Мама покинула нас, когда я была ребенком. Отец воспитывал меня до подросткового возраста, а потом уехал в лесной дом. Там, они вместе мечтали построить мастерскую. Папа приезжал раз в неделю по выходным и забирал меня к себе. Перед школой заполнял продуктами холодильник. Я жила так до следующих выходных. Сама готовила, убиралась, существовала. Мне хватало соображения никому об этом не говорить. Да и кому сказать, когда наш класс в частной школе состоял из пяти человек, каждый из которых был закрытым в себе интровертом. После школы; уроки дома, подготовка к экзаменам с репетиторами онлайн, а потом книги.
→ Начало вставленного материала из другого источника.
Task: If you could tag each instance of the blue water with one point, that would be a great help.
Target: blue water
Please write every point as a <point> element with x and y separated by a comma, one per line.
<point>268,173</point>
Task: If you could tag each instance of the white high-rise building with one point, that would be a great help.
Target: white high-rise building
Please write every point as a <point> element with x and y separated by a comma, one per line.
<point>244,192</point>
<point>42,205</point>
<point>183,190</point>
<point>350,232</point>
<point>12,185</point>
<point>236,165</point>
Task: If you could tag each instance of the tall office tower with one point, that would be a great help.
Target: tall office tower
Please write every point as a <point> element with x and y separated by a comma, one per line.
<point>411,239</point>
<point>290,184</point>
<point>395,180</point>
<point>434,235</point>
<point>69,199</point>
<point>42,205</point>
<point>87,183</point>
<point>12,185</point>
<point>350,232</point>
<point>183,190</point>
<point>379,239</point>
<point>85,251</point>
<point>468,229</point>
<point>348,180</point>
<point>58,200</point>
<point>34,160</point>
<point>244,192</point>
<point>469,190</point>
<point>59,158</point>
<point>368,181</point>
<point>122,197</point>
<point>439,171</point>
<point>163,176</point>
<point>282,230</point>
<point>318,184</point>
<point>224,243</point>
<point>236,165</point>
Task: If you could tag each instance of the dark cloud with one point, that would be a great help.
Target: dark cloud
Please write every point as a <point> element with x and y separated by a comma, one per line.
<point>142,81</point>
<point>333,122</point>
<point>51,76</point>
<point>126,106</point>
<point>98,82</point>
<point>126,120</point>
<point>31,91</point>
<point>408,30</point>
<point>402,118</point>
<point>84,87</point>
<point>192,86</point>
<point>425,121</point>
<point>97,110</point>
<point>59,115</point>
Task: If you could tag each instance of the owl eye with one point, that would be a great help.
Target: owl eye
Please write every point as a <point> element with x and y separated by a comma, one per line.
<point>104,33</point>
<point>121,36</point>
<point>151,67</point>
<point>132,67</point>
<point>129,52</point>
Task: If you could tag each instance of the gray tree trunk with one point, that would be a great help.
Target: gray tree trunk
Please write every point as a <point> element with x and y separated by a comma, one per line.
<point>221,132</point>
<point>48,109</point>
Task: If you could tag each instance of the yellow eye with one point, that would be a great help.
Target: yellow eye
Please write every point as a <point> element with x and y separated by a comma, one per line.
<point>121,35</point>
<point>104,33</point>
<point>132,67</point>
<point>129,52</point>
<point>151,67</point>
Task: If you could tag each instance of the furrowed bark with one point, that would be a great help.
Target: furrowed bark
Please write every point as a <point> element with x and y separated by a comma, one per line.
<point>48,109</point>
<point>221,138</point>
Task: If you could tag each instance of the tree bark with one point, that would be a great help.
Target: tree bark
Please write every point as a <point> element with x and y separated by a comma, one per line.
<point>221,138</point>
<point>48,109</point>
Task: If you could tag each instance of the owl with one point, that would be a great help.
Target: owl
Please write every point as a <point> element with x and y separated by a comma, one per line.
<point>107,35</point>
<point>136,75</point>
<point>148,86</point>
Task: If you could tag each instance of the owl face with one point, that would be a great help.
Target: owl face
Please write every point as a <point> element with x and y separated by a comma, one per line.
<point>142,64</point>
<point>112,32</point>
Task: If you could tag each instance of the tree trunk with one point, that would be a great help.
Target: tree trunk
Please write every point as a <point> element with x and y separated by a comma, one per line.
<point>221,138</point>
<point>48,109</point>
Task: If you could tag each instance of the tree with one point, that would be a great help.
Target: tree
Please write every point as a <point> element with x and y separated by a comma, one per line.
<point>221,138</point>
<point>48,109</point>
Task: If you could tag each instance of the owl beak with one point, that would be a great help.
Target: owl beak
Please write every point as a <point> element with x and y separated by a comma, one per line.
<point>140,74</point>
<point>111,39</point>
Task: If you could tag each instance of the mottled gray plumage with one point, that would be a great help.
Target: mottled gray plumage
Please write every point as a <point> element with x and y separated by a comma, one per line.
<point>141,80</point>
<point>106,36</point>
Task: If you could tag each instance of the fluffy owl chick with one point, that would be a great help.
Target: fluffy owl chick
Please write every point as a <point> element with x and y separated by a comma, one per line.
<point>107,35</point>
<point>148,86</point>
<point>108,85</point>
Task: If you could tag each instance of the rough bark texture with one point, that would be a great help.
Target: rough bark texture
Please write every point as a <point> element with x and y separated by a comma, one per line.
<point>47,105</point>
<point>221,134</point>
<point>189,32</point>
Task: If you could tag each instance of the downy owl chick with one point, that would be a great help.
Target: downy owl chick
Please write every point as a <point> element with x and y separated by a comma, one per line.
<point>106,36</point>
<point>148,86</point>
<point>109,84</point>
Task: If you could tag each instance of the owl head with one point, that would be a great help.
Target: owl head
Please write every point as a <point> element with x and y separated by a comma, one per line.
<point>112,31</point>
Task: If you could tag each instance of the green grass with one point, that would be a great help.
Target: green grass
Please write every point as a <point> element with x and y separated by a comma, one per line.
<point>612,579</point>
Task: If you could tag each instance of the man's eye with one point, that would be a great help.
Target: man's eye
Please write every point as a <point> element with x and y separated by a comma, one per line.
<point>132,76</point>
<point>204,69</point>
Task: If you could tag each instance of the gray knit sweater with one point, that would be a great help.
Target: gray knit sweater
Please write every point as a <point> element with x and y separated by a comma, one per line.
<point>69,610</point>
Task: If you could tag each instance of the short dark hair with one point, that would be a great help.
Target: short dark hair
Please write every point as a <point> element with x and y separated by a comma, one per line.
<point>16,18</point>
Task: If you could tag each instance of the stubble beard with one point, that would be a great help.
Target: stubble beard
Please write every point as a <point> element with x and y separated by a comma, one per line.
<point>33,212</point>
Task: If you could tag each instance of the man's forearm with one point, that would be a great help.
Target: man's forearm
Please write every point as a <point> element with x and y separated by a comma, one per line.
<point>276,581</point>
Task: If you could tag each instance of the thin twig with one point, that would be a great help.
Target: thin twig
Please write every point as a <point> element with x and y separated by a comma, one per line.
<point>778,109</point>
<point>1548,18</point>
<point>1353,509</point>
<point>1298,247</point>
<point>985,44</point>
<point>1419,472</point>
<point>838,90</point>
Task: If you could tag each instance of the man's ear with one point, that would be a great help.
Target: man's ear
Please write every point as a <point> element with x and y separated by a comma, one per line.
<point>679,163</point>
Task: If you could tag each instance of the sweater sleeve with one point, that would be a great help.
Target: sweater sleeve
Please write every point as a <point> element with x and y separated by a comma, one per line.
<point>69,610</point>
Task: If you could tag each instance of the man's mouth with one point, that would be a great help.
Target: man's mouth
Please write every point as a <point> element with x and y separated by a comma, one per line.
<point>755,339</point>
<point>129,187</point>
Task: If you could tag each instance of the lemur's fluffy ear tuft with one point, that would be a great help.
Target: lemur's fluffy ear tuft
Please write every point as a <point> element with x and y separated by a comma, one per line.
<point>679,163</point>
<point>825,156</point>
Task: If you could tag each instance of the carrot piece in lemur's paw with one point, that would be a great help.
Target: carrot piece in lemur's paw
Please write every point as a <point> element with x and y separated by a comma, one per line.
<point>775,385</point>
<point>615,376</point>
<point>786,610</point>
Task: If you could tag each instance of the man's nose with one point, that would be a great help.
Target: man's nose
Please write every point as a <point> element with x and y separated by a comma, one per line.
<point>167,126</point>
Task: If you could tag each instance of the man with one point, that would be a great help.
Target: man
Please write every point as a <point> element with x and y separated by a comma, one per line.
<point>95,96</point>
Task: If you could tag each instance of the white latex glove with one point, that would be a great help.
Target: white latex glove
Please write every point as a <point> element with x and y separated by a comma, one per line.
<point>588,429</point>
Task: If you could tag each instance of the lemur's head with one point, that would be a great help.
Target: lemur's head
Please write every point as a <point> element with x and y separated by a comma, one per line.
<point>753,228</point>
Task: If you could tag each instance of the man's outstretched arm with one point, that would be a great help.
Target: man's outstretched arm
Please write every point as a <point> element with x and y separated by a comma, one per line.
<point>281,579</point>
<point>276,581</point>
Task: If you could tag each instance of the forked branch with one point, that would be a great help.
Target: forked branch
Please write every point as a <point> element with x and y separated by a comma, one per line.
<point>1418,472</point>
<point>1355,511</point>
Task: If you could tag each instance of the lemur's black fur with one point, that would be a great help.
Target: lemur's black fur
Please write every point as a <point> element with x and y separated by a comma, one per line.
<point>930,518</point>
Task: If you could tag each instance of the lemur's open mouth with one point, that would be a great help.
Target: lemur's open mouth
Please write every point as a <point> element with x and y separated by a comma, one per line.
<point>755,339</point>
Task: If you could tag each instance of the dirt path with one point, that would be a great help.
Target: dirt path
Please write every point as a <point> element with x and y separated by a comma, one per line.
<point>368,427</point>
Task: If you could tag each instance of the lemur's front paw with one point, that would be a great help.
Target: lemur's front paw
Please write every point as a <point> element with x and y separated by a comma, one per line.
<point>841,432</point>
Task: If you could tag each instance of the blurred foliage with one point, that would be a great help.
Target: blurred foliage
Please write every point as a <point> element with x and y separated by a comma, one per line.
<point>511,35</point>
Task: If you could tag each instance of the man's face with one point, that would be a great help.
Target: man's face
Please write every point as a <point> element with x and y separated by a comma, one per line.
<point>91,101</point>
Книги заменили мне все. Я выбирала для себя идеальную семью, представляла, Льва Толстого, в роли дедушки, изучая его биографию. Забавили известные дневники. Не подозревая сходства, еще до знакомства с творчеством автора, я писала почти такие же. Многочисленные блокноты, которые отец покупал по моим просьбам, лежали с первыми исписанными листами, в манере тех самых дневников великого классика. Тогда я возомнила себя писателем, польщенная сходством. На листе бумаги карандашом написала первую идею для сказки.
Когда зачитывалась романами Джей Остин, я мечтала о такой большой семье, какие были описаны на страницах ее книг. Так много сестер было у главной героини, казалось, за такой надежной стеной родных, можно преодолеть все что угодно.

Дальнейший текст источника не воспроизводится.